Research • Educate • Connect
Towards a sustainable bioeconomy

Research • Educate • Connect
Towards a sustainable bioeconomy

Interdisciplinary PhD projects 2023


NovoStimAct – Plant Biostimulant Activity of Novel Bacterial Biosurfactants

Sandra Bredenbruch (Coordinator), INRES - Molecular Phytomedicine, Universität Bonn
Nina Stadler, Bioorganic Chemistry, HHU Düsseldorf

Funding period: 01.05.-31.10. 2023

Establishing sustainable agriculture is a process that poses special challenges. Measures must not only be effective, but also environmentally friendly. Biostimulants are an effective tool as they naturally favour plant and crop development by stimulating nutritional processes and tolerance to abiotic stressors. Biosurfactants, surface-active secondary metabolites of natural origin, combine several beneficial properties for plants and are commonly considered to be environmentally friendly, biodegradable and low to non-toxic.

In previous experiments, both a growth-promoting effect on plants and the production of surface-active substances could be observed for two bacterial isolates.

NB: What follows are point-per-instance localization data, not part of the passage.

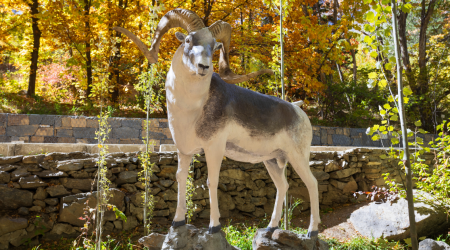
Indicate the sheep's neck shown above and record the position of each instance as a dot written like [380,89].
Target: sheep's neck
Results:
[183,90]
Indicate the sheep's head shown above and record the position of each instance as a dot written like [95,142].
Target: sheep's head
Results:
[199,44]
[198,48]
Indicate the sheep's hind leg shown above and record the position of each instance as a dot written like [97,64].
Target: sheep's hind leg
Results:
[214,155]
[182,173]
[300,164]
[276,167]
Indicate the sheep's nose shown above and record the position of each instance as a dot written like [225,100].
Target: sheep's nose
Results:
[203,66]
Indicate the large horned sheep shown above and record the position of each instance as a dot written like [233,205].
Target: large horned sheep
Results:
[207,113]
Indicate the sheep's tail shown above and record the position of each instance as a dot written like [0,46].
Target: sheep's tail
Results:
[299,103]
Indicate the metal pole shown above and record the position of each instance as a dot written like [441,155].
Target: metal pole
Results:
[409,193]
[286,211]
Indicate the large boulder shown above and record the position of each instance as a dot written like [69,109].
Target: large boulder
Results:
[188,237]
[72,206]
[11,198]
[8,225]
[429,244]
[285,240]
[153,241]
[391,221]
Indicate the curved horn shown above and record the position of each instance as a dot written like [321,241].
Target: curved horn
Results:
[222,30]
[185,19]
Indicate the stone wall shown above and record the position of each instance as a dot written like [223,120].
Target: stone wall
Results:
[56,186]
[71,129]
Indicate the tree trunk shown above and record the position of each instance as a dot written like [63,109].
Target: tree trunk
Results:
[36,44]
[401,111]
[404,48]
[87,7]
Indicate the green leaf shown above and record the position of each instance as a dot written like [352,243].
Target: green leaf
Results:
[407,91]
[368,40]
[382,83]
[370,17]
[374,54]
[394,141]
[406,8]
[388,66]
[422,131]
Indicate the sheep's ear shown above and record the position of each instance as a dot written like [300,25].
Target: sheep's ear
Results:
[180,36]
[218,46]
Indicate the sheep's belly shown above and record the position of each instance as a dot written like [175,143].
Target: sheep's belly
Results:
[237,153]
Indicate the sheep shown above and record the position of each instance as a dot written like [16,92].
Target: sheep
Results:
[208,113]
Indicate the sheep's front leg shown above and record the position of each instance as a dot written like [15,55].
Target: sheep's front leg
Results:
[214,156]
[182,173]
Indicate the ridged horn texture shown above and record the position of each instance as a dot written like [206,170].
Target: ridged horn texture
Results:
[190,21]
[222,30]
[185,19]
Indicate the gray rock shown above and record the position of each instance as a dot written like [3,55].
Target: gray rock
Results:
[331,165]
[344,173]
[321,175]
[168,172]
[130,224]
[118,224]
[10,159]
[33,159]
[8,168]
[127,177]
[51,174]
[70,165]
[35,209]
[40,194]
[168,195]
[285,240]
[62,228]
[19,172]
[81,184]
[8,225]
[23,211]
[51,209]
[392,221]
[39,203]
[31,182]
[429,244]
[153,241]
[58,190]
[11,198]
[130,188]
[72,206]
[5,177]
[166,183]
[189,237]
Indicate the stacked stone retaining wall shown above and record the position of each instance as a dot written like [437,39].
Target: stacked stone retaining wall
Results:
[79,129]
[56,186]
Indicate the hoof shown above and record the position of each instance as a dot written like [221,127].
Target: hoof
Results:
[213,230]
[271,229]
[178,223]
[312,234]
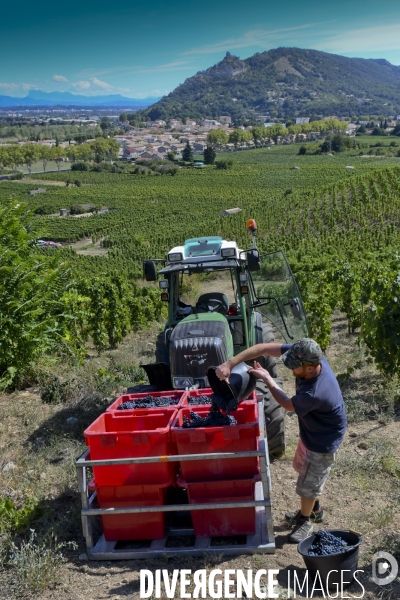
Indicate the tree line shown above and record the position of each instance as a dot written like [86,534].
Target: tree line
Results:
[218,138]
[13,156]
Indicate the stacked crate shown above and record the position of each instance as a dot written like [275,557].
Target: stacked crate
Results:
[158,432]
[219,480]
[133,433]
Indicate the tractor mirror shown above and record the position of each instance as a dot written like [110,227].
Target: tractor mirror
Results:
[149,270]
[295,308]
[253,260]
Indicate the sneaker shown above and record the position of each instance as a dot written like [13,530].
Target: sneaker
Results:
[317,516]
[301,530]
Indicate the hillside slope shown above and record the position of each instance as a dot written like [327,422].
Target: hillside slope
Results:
[286,82]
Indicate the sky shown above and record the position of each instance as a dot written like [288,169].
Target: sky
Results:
[147,48]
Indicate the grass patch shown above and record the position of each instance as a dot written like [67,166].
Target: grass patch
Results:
[36,562]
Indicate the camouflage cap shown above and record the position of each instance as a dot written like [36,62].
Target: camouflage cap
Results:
[304,352]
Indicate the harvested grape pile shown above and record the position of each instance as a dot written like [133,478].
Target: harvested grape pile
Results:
[148,402]
[214,419]
[217,402]
[326,544]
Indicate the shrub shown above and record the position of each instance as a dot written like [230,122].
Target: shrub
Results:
[37,562]
[81,166]
[224,163]
[34,281]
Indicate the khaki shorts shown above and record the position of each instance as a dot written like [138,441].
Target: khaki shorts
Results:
[313,469]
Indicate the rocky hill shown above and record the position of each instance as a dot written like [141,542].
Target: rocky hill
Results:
[285,82]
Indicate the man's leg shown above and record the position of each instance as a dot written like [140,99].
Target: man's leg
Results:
[310,483]
[307,505]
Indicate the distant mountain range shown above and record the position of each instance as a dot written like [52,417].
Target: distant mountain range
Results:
[285,83]
[39,98]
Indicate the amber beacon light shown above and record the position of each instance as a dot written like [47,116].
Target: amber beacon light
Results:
[251,225]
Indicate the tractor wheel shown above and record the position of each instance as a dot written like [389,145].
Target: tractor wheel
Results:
[161,349]
[274,416]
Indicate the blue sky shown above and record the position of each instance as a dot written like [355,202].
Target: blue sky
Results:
[144,48]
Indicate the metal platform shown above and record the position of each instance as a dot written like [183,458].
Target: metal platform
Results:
[262,542]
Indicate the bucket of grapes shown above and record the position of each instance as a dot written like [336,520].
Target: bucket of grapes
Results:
[331,557]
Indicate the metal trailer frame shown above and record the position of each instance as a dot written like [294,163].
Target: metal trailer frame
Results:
[262,542]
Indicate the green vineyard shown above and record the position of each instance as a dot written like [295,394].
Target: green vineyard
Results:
[339,227]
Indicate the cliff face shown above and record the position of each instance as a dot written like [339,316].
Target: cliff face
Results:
[286,82]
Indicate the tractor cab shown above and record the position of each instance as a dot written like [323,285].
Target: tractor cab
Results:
[243,290]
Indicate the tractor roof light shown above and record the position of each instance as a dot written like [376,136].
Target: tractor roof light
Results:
[228,252]
[251,225]
[175,257]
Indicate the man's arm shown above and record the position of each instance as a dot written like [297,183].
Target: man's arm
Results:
[278,394]
[271,349]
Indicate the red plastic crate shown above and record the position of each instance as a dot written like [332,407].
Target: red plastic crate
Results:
[209,392]
[133,526]
[203,440]
[226,521]
[144,432]
[176,394]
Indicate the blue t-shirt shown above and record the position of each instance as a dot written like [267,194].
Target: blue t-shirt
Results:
[319,405]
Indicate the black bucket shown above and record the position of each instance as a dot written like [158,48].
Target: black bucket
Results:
[335,570]
[241,383]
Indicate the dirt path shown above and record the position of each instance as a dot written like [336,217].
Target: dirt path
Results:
[85,247]
[41,182]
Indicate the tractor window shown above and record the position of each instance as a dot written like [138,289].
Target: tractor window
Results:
[278,297]
[191,287]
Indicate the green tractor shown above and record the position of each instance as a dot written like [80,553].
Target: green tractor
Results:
[249,298]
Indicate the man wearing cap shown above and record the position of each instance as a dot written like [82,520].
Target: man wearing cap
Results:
[319,406]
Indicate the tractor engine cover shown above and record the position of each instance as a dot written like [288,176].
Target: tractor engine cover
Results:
[198,342]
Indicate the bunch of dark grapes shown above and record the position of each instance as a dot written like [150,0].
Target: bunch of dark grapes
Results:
[148,402]
[326,544]
[219,403]
[213,419]
[199,400]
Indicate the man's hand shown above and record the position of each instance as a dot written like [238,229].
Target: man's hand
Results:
[275,390]
[261,373]
[223,372]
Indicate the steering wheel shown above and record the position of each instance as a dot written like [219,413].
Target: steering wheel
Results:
[216,306]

In this mini-project, these substances will be analysed in more detail. The analysis includes the characterisation of the molecular structures, as well as a basic evaluation of their suitability as biostimulants for sustainable plant production.

Abbildung: Joana Pohlentz
ReCHARM - Recycling of Ustilago maydis Cell Debris into Biochar for Soil Amelioration

Katharina Miebach (Coordinator), AVT-Biochemical engineering, RWTH Aachen
Joana Pohlentz, Microbiology, HHU Düsseldorf
Alexandra Brautlacht, Technology of energy raw materials, RWTH Aachen

Funding period: 01.04.-30.09.2023

The smut fungus Ustilago maydis is currently generating increasing interest in terms of biotechnological applications, as evident by the funding of several past and on-going BioSC projects. Both, natural and heterologous products synthesized by this fungus range from bulk chemicals like itaconic acid, microbial single-cell-oil and glycolipids to expensive pharmaceutical proteins or sesquiterpenes. Moreover, due to its plant-pathogen origin, U. maydis has an extensive enzyme set to degrade plant-based substrates. One yet unsolved problem in the application of U. maydis as a versatile compound producer is its robust and thick cell wall, making it difficult to disrupt cells after cultivation and to extract intracellular products. Hence, novel strategies towards efficient cell disruption will be evaluated. To be sustainable and environmentally friendly, enzymatic approaches will be established, avoiding harsh and toxic chemicals or energy intense treatments. A second bottleneck towards a sustainable and economic process is the lack of a circular process, in which culture remnants, like cell debris and unused media components, are recycled after product removal. To create a circular value chain, we will process this biomass waste stream by pyrolysis, where volatile components are degassed and carbonaceous solids remain. These so called biochars have recently been promoted as a useful soil amendment with a multifunctional application. Thus, we will combine efficient cell disruption and recycling of waste streams from U. maydis cultivations to create additional value as a key step towards completion of sustainable, circular biotechnological approaches.